Zimbabué assiste a primeiro fazendeiro branco a recuperar terras com novo Presidente

Zimbabué assiste a primeiro fazendeiro branco a recuperar terras com novo Presidente

 

Lusa/AO online   Internacional   22 de Dez de 2017, 09:40

O Zimbabué assistiu hoje à receção triunfal do primeiro fazendeiro branco a regressar às terras que lhe foram confiscadas pela força das armas em 2000, numa reforma de Robert Mugabe que afetou mais de 4.500 outros.

Acompanhado por uma escolta militar, Robert Smart reentrou na sua quinta de Lesbury, 200 quilómetros a leste de Harare, sendo saudado efusivamente por dezenas de trabalhadores e de membros comunitários, cenas impensáveis há poucos meses num país em que a propriedade da terra é uma questão emocional e os fatores políticos e raciais são marcantes.

Há quase duas décadas, a lei da reforma agrária, decretada pelo então regime de Robert Mugabe, obrigado a resignar em novembro último, levou à ocupação das quintas e terras pertencentes à minoria branca por agricultores negros, liderados sobretudo por altos dirigentes da União Nacional Africana do Zimbabué – Frente Patriótica (ZANU-PF) e por veteranos da luta pela independência.

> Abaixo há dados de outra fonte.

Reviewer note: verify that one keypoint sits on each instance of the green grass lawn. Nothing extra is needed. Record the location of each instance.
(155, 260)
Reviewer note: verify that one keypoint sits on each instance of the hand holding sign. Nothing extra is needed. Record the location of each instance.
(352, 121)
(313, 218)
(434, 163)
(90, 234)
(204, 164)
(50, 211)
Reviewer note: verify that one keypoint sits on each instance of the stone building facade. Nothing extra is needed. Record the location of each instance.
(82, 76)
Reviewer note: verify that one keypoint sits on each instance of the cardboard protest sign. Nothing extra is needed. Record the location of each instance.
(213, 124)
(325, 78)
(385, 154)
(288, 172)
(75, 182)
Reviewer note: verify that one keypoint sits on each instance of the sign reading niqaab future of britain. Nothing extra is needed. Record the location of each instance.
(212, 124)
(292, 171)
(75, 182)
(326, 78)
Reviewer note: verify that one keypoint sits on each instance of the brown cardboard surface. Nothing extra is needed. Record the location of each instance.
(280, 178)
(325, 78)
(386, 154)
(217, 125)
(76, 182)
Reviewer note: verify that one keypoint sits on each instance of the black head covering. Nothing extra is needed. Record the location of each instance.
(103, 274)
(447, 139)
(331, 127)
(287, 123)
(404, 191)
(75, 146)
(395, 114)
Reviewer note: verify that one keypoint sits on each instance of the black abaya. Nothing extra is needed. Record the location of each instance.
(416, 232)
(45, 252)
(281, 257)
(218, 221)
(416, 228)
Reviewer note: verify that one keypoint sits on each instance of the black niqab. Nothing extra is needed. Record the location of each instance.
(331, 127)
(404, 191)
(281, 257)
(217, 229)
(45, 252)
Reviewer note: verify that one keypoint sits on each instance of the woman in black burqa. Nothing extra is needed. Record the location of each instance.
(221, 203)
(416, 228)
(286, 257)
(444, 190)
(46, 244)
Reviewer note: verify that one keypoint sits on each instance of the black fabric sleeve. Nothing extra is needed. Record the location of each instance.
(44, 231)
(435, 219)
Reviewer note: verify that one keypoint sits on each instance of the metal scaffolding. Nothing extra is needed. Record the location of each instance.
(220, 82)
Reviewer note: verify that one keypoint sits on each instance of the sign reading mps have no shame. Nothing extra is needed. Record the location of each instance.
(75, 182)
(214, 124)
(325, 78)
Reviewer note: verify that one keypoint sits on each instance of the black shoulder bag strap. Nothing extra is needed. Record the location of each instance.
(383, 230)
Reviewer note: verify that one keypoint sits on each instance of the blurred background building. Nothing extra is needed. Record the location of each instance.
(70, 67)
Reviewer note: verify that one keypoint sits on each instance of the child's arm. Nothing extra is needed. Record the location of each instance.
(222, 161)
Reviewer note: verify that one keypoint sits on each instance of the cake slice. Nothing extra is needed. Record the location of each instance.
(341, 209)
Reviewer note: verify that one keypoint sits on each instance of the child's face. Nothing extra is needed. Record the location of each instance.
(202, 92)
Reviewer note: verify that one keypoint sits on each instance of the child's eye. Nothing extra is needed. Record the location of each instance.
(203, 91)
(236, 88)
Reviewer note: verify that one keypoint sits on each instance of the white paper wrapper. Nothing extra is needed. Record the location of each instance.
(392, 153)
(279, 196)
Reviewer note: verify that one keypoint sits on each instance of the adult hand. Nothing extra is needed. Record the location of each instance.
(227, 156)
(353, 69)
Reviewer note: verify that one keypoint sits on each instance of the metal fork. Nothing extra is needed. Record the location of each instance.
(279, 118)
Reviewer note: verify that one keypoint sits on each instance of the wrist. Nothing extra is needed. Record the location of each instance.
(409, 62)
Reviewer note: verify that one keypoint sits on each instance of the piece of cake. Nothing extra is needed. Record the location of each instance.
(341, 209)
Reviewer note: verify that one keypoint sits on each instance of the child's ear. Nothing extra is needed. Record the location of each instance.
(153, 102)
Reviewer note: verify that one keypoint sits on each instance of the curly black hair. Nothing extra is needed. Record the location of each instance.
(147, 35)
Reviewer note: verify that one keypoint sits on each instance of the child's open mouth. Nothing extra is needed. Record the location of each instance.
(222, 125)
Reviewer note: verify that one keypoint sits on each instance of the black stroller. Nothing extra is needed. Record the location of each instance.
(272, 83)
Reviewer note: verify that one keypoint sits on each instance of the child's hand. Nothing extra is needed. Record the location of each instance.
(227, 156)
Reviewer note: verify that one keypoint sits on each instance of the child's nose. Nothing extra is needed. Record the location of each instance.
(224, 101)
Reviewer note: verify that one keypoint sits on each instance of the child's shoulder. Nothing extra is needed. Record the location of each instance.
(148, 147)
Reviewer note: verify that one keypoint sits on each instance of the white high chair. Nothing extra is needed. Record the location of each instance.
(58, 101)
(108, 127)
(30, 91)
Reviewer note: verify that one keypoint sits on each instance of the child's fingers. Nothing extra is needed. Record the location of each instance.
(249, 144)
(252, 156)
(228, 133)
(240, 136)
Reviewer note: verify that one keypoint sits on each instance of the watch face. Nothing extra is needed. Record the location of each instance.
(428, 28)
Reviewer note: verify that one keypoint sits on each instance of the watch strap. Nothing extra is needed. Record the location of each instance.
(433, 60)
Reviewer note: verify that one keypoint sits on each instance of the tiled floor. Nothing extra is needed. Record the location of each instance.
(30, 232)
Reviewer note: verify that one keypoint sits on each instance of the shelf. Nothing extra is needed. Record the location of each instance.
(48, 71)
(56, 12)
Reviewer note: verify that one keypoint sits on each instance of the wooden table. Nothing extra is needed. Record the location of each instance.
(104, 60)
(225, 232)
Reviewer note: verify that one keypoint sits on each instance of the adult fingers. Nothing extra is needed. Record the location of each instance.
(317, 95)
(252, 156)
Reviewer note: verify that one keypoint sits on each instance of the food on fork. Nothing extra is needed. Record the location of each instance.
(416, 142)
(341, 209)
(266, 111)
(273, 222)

A minoria branca constituía, então, apenas 1% da população daquele país da África Austral, mas detinha a quase totalidade das terras férteis, deixando para a comunidade negra os terrenos menos produtivos e difíceis de trabalhar na agricultura.

A ocupação de terras decretada por Mugabe foi um sinal dirigido à propriedade colonial e visava equilibrar a propriedade, alegou o então presidente zimbabueano, cuja decisão causou irritação na comunidade internacional, que chegou a impor sanções económicas ao país.

Dos mais de 4.500 fazendeiros brancos existentes antes do início da reforma iniciada em 2000, apenas se mantêm no país pouco mais de uma centena.

Mas Mugabe foi obrigado a demitir-se em novembro, numa sublevação militar que se salvou por pouco de ser considerada um golpe de Estado – a União Africana impôs “tolerância zero” a esse tipo de práticas no continente -, e o novo Presidente, Emmerson Mnangagwa, prometeu devolver as terras aos fazendeiros brancos, face também à fraca produtividade das terras nas mãos dos agricultores negros.

Daí que, paradoxalmente, tenham sido os mesmos veteranos da guerra e os mesmos líderes tradicionais que tinham ocupado as terras a saudarem efusivamente o regresso a Tandi da família de Robert Smart.

A 14 deste mês, o novo ministro da Agricultura do Zimbabué, Perence Shiri, ordenou a evacuação das explorações agrícolas que pertenciam a fazendeiros brancos e que foram ocupadas ilegalmente e criticou a reforma agrária decidida por Mugabe.

“Apenas as pessoas que são portadoras de um documento oficial atestando a pertença das terras ou os que as receberam de forma legal poderão permanecer e continuar as lavras”, acrescentou Shiri, marechal do exército zimbabueano que dirigia a Força Aérea e foi um dos quadros militares que obrigaram Mugabe, aos 93 anos, a abandonar o poder.

Centenas de fazendeiros brancos contestaram a decisão nos tribunais, mas apenas alguns conseguiram regressar às suas terras.

O novo presidente zimbabueano prometeu, porém, que não iria pôr termo à reforma, mas garantiu que o Governo de Harare irá compensar os antigos proprietários brancos cujas quintas foram ocupadas ilegalmente.